Già perché nonostante la fama di violenza, il Guatemala è davvero stupendo e gran parte della sua bellezza è proprio la forte identità etnica dei suoi abitanti. Noi abbiamo attraversato le zone dei Mam, dei Kiché e Jacaltechi, pedalando prevalentemente nella Sierra dei Cuchumatanes, il tratto più elevato del Guatemala, un altopiano posto a 3000 metri di quota. Ci siamo goduti i colori sgargianti degli abiti tipici di Todos Santos e siamo rimasti ammaliati dalle donne che ancora oggi tessono i propri vestiti con rudimentali telai.

Abbiamo anche provato a visitare le zone più turistiche, come il Lago di Atitlan, e come sempre ci siamo sentiti pesci fuor d’acqua.
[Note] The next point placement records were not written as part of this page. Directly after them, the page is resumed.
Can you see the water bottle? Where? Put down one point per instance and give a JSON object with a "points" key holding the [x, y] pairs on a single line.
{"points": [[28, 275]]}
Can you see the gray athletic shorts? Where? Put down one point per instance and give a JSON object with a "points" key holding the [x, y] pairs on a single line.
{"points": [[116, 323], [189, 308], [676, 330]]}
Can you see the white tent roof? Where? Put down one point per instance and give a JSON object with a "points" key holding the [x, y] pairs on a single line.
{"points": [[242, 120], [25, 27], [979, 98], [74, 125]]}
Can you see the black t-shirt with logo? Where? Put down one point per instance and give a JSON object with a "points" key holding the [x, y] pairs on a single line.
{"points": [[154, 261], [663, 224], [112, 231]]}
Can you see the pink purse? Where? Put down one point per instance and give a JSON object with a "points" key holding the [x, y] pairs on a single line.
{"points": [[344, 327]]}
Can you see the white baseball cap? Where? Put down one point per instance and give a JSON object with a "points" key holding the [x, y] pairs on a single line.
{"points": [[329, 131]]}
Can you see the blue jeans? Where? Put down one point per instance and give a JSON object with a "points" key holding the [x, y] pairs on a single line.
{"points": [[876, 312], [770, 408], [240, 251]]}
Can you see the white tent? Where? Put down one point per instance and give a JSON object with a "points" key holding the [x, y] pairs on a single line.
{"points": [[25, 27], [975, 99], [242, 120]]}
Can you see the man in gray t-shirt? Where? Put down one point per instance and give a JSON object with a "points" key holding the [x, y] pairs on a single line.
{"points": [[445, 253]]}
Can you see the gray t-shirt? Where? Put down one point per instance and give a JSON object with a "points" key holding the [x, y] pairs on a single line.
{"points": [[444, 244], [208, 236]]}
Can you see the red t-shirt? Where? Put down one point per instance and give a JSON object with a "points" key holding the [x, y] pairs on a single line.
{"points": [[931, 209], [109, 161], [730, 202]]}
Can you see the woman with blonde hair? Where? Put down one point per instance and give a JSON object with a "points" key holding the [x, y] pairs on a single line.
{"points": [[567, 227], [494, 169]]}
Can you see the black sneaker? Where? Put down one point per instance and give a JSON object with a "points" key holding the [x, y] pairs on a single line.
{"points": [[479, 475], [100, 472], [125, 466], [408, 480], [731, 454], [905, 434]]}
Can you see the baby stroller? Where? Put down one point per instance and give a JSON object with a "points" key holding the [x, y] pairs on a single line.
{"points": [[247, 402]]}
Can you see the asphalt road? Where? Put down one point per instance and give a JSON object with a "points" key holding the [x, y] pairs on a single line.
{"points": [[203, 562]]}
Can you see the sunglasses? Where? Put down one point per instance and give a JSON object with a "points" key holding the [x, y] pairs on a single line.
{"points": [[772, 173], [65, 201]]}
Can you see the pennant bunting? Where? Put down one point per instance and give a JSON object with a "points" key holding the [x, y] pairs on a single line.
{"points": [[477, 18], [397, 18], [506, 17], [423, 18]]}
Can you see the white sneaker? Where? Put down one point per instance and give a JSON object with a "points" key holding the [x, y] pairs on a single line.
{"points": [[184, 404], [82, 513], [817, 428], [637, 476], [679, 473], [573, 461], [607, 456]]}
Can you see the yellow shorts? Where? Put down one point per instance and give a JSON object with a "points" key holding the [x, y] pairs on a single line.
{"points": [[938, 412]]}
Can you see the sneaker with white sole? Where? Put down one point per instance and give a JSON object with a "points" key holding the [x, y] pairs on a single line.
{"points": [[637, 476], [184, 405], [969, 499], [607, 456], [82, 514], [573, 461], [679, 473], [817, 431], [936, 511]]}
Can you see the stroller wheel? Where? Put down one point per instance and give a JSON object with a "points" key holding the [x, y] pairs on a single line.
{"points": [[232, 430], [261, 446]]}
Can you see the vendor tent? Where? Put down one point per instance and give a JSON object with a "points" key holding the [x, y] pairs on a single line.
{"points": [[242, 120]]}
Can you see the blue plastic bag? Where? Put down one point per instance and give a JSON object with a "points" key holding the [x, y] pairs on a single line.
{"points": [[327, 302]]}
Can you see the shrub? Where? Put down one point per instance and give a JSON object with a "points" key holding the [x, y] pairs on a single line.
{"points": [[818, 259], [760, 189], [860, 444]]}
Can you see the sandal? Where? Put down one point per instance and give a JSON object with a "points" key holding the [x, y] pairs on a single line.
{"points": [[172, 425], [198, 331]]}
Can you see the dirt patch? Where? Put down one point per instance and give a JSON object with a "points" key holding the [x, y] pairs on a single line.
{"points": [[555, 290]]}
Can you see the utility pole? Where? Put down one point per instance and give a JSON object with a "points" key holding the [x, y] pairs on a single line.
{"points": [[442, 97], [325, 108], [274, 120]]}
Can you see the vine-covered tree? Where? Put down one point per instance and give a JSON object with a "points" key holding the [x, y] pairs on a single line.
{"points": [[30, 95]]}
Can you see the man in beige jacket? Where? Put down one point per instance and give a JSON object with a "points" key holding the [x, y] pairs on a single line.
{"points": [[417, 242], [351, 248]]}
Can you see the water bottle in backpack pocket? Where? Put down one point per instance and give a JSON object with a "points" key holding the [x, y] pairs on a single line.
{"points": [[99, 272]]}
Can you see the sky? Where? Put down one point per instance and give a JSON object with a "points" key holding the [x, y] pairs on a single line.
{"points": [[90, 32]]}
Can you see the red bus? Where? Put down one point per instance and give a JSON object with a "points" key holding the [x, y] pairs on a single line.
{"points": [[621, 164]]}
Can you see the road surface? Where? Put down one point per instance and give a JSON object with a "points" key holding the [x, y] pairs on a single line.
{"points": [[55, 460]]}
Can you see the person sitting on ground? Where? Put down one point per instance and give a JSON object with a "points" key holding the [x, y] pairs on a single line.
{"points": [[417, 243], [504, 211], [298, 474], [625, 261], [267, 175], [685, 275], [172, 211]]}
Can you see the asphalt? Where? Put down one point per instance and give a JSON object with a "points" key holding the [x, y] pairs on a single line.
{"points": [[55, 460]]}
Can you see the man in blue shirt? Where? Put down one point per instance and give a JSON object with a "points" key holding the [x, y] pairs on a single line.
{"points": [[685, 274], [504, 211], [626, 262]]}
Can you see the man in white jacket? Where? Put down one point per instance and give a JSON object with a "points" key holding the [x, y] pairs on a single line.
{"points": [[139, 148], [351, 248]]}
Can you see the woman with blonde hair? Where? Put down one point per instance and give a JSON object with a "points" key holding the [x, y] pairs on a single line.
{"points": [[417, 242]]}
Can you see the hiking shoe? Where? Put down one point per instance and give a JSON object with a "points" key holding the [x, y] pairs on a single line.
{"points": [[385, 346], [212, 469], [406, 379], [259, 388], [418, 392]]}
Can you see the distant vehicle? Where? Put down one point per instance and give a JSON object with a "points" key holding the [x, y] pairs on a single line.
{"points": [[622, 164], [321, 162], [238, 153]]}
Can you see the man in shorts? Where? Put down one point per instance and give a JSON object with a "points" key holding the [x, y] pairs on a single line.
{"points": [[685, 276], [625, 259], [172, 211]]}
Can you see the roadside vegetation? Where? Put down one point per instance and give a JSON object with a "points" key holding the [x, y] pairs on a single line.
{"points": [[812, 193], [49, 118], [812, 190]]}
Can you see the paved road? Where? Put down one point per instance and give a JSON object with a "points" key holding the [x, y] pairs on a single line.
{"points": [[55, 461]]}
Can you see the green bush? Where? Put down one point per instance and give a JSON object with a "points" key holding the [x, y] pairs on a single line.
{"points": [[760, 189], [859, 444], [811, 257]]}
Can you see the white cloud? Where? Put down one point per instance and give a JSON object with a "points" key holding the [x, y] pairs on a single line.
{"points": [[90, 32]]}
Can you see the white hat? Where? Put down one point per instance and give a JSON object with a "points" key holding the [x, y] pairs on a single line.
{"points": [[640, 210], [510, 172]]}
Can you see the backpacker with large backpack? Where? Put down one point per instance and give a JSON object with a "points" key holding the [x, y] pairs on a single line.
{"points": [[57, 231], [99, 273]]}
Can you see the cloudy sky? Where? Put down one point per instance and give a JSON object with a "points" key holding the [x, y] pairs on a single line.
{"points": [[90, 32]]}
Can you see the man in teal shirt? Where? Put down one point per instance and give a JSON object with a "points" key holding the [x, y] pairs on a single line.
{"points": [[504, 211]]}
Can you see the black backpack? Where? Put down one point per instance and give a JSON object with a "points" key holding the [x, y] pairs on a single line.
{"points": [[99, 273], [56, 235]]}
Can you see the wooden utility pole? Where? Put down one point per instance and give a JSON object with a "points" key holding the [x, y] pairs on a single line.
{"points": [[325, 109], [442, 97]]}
Circondati da giovani backpackers alla ricerca del paradiso perduto, completamente ignari della realtà di questo paese fuori dalle ricche zone turistiche. Posti dove i locali giustamente cercano di trarre profitto da qualsiasi cosa e così se vuoi godere del panorama sul lago devi pagare una quota al proprietario del belvedere, se vuoi salire sulla montagna più vicina, devi pagare una quota per ogni terreno che attraversi lungo il sentiero. Insomma, non il nostro posto ideale e non tanto per i soldi, ma per il rapporto che si crea tra locali e stranieri.

Non c’è più la curiosità di Ed, il suo genuino voler condividere il suo tempo con chi viene da lontano, ma c’è solo lo sterile rapporto tra venditore di esperienze e compratore. Sono posti dai quali cerchiamo di scappare il più velocemente possibile. Questa volta però non riusciamo. Per arrivare ad Atitlan abbiamo percorso una serie di sterrati e sentieri degni di una gara downhill, proprio sull’ultimo tratto di discesa al lago Daniele cade, stampandosi brutalmente a terra in una nuvola di polvere e molto probabilmente spore di funghi.

È proprio qui, in questo punto che comincia il declino della sua salute che culminerà un paio di settimane dopo nel ricovero per polmonite. Tutto avremmo pensato, mentre scendevamo lungo quei sentieri sgarrupati, tranne che sarebbe stata una polmonite a fermarci. E così ci ritroviamo in questa città da milioni di abitanti e milioni di macchine, in attesa di poter tornare in sella, direzione ostinatamente verso sud.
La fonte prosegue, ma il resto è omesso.